“What if I fail her? What if I make the wrong choice?”

“Then the sea will claim what was taken from it.” Her eyes began to close. “But if you are faithful… if you protect her and love her without trying to own her… the ocean remembers its debts.”

Before Baba Tunde could ask more, the mermaid’s body shimmered once, like heat waves over sand, and then she was gone. Only salt foam remained, the child in his arms, and the shell glowing softly in his palm.

As he stood there, strange words echoed in his mind—words he was certain the mermaid had never spoken aloud, yet somehow he knew them as if they were carved into his soul:

*Let her grow in truth, not fear. When the shell goes dark, the choice becomes hers.*

But what that truly meant, he could not say.

“Her name is Amina,” Baba Tunde told the village that morning, holding the baby as Mama Efe wept with joy at having a purpose for her grief. “Her mother… died in childbirth. She asked me to care for her.”

It was not entirely a lie.

The village women gathered around, cooing over the infant’s perfect features. “She is beautiful,” said Mama Yaa, touching the baby’s tiny fingers. “Look at those eyes—so deep, like she already knows secrets.”

“And her skin,” added old Adwoa, “it has a shimmer to it, like she’s been blessed by the moon.”

Baba Tunde’s heart quickened at their observations, but he said nothing. He simply nodded and allowed Mama Efe to take the child to her breast, watching as the infant latched on immediately, as if she had been waiting for this moment.

That night, alone in his hut, Baba Tunde kept the shell hidden beneath his sleeping mat, but every night he would take it out and watch it pulse with gentle light, like a heartbeat made visible. It grew warm in his hands, and sometimes he swore he could hear distant singing coming from within its spiraled chambers—lullabies in a language he had never learned but somehow understood.

The shell seemed to respond to the baby’s presence. When Amina slept peacefully, it glowed softly. When she cried, it pulsed rapidly. When she was content in Mama Efe’s arms, it hummed with a warmth that filled Baba Tunde’s entire hut.

“What are you?” he would whisper to the shell in the darkness. “What are you telling me?”

But the shell kept its secrets, offering only its steady, mysterious light.

Amina grew like a palm tree reaching for sky—tall, graceful, with a laugh that reminded everyone of rain after drought. She helped the women prepare fish for market, her small hands working with unusual skill. She could predict storms three days before they arrived, and fish seemed to swim toward her father’s nets when she accompanied him to the shallows.

But something strange began to happen when she was around deep water.

The first time, she was six years old. The other children were playing by the river pools, splashing and diving. Amina ran toward them, eager to join, but as she neared the deeper water, she suddenly stopped. Her small body went rigid, and she began to back away, her eyes wide with confusion.

“Amina, come play!” called young Kojo.

“I… I cannot,” she said, and the fear in her voice was real. “Something tells me I must not.”

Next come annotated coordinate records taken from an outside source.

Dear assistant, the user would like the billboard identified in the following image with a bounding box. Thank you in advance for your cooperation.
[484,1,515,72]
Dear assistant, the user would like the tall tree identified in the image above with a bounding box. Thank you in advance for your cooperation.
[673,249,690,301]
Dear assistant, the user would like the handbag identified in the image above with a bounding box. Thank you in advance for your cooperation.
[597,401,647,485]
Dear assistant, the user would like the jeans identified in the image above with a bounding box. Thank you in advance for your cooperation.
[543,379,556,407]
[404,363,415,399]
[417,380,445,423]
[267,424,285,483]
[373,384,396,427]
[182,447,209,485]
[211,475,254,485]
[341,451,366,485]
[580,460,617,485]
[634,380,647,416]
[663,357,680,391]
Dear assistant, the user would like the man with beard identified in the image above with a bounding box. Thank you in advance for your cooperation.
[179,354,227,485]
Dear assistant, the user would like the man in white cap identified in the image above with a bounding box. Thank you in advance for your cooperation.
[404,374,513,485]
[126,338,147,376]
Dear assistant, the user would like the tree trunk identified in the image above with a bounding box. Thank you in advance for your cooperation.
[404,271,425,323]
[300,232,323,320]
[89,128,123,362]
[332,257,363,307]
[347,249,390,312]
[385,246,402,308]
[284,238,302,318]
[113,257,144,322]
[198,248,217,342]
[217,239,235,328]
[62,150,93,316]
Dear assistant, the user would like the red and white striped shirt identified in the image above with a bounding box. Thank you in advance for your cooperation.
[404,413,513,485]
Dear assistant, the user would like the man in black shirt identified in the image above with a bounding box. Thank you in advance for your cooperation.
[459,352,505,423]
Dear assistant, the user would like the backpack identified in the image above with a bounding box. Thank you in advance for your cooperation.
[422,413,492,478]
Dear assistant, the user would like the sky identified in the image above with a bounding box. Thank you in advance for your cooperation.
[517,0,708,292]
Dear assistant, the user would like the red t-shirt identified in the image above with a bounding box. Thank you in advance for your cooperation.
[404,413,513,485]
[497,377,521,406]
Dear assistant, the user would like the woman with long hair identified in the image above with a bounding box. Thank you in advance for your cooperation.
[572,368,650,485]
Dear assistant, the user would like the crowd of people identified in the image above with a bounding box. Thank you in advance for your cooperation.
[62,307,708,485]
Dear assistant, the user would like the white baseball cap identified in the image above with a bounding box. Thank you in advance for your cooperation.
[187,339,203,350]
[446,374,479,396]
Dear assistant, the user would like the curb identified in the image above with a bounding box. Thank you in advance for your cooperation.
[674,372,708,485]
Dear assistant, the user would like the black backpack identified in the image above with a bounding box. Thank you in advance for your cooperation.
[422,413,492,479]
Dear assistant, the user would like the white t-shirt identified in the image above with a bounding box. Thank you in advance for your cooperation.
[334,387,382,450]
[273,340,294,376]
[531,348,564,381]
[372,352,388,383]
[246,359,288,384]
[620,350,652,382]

That night, Baba Tunde checked the shell. It was glowing brighter than usual, pulsing rapidly like an excited heartbeat. The first condition was revealing itself: *She must not enter deep water until the shell goes dark.*

As Amina grew, the pattern became clear. She could wade in the shallows, help with fishing, even swim a little in the shallowest pools. But something invisible, something powerful, kept her from going deeper. She would approach the edge where the river deepened, and then stop, as if hitting an unseen wall.

The other children began to notice and tease her about it.

“Amina is afraid of deep water!” they would call. “Even little Adjoa can swim to the big rocks, but Amina stops at the sand bar!”